Dashiell didn’t care if the garden turned out to be weed-choked. He only cared that it was an escape. It didn’t have to be an especially pretty escape at that. He’d only come tonight because his uncle had demanded it. In fact, his uncle had demanded quite a lot in the last few months since Dashiell had become his heir. Dashiell was tired of it and the hypocrisy that followed.

Six months ago, matchmaking mamas hadn’t exactly lined their daughters up to dance with him. His good looks and lack of personal fortune made him persona non grata in that department. Mamas were fearful he’d charm their daughters right into genteel poverty with him. Everyone knew his father was a second son with a mid-rate military career behind him.

But then his uncle had come along; heirless after twenty years of marriage, approaching sixty and finally facing facts. He suddenly had need of his nephew. Enough said.

Apparently the prospect of inheriting an earldom guaranteed a man a full dance card and respectability, while erasing a past littered with actresses and opera singers.

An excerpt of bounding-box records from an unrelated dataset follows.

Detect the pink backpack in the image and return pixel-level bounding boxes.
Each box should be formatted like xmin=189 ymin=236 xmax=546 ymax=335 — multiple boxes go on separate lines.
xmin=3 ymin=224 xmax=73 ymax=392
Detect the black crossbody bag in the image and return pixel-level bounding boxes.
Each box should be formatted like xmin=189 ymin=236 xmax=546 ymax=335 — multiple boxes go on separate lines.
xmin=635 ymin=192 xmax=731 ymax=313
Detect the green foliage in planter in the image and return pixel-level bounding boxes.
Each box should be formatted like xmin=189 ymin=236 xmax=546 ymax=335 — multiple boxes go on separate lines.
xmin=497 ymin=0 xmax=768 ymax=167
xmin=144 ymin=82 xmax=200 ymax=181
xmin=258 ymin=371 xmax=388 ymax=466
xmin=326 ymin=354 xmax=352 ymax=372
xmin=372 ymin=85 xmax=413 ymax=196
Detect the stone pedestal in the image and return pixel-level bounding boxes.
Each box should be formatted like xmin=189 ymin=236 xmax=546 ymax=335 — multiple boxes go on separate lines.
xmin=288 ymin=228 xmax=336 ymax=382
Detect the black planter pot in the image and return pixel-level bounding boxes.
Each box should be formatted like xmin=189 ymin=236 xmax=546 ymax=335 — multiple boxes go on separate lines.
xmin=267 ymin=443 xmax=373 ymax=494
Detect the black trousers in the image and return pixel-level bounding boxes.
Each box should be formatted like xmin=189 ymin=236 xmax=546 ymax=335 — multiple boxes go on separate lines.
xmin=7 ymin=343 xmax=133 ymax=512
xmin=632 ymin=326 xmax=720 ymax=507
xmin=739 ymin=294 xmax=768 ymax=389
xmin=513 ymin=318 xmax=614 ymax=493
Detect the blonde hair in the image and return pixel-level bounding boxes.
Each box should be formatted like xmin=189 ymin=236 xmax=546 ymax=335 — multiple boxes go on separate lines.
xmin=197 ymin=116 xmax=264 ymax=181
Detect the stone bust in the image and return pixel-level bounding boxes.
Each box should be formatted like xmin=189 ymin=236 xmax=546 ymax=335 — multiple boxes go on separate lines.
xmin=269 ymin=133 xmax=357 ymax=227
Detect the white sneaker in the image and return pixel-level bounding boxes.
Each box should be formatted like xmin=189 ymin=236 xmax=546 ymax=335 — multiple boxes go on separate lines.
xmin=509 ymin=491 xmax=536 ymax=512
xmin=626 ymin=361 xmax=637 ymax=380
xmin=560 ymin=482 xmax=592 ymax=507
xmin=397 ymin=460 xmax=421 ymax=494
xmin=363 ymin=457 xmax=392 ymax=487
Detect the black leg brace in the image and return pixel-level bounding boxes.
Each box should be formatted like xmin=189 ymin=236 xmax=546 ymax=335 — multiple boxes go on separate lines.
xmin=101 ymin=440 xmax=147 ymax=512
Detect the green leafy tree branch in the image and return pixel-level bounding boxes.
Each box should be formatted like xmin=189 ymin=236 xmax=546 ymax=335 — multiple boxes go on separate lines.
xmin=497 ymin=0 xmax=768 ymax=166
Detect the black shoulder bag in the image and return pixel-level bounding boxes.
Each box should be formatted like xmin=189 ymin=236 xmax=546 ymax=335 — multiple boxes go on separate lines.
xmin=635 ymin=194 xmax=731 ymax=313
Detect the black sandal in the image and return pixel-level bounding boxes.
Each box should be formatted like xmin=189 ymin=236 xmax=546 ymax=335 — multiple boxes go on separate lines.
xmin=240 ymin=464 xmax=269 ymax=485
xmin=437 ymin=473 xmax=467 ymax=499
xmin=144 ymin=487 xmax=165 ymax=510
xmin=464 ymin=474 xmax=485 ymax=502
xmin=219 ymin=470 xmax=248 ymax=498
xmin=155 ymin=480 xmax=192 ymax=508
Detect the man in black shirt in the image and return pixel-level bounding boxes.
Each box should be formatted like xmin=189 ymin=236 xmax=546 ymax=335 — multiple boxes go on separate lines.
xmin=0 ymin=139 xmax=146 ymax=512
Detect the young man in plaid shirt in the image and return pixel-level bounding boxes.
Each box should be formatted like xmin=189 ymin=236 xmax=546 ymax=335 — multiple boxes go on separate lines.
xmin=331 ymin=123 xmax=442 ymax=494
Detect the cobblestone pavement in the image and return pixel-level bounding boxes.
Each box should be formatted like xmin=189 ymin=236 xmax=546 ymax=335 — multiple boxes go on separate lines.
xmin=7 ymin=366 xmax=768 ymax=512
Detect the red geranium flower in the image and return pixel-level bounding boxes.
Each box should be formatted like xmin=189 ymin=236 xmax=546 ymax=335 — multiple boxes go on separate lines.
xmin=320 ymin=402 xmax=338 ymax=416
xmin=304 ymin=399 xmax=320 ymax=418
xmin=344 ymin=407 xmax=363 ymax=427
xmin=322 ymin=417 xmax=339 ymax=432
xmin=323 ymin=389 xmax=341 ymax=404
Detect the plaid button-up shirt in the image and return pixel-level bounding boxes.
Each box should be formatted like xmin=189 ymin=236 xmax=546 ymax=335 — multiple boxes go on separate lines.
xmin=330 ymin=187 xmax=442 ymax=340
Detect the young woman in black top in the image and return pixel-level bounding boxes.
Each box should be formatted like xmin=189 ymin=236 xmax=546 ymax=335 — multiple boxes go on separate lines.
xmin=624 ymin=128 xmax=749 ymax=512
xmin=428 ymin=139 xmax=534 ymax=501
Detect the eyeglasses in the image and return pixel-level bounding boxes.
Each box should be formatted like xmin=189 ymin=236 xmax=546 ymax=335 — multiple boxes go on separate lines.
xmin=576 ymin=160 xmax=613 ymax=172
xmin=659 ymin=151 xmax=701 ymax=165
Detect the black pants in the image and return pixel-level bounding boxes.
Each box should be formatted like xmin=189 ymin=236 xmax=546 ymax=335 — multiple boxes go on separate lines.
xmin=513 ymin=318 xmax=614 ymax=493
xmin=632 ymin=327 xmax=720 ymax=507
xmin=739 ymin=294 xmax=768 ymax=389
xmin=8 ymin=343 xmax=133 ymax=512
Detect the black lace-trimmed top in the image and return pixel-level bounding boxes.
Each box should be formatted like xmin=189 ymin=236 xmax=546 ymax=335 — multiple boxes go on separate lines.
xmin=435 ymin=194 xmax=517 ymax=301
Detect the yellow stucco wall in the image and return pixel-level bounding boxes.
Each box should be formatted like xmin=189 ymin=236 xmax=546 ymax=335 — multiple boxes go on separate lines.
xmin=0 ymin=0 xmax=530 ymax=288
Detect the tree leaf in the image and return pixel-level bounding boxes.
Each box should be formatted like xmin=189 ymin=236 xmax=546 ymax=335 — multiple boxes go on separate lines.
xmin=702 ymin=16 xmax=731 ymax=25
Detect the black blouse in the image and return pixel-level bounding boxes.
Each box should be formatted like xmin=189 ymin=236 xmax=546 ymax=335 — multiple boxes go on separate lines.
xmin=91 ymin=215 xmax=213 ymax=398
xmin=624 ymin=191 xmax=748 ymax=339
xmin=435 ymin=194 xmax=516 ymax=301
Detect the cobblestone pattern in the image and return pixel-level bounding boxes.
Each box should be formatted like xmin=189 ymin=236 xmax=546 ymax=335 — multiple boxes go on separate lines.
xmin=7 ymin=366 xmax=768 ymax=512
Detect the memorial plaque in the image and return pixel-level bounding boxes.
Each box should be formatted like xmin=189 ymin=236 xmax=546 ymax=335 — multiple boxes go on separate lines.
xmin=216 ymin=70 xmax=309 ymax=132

It also guaranteed a life full of stolid dinner parties that threatened to stifle him. The price of respectability was uncommonly high.

The debacle going on inside Viscount Graybourne’s drawing room right this very moment was a case in point. No, ‘debacle’ wasn’t the right descriptor. It was a farce, a comedy of errors, or in his case, a comedy of heirs. His uncle had an heir to marry off in exchange for a dowry that would cover the earldom’s debt. Graybourne had a daughter who’d been on the marriage mart for four Seasons without success.

Dashiell had shown up to do his duty. The daughter hadn’t. At least not by the time Dashiell had left the room, although Lady Graybourne had assured him endlessly her daughter was looking forward to meeting him.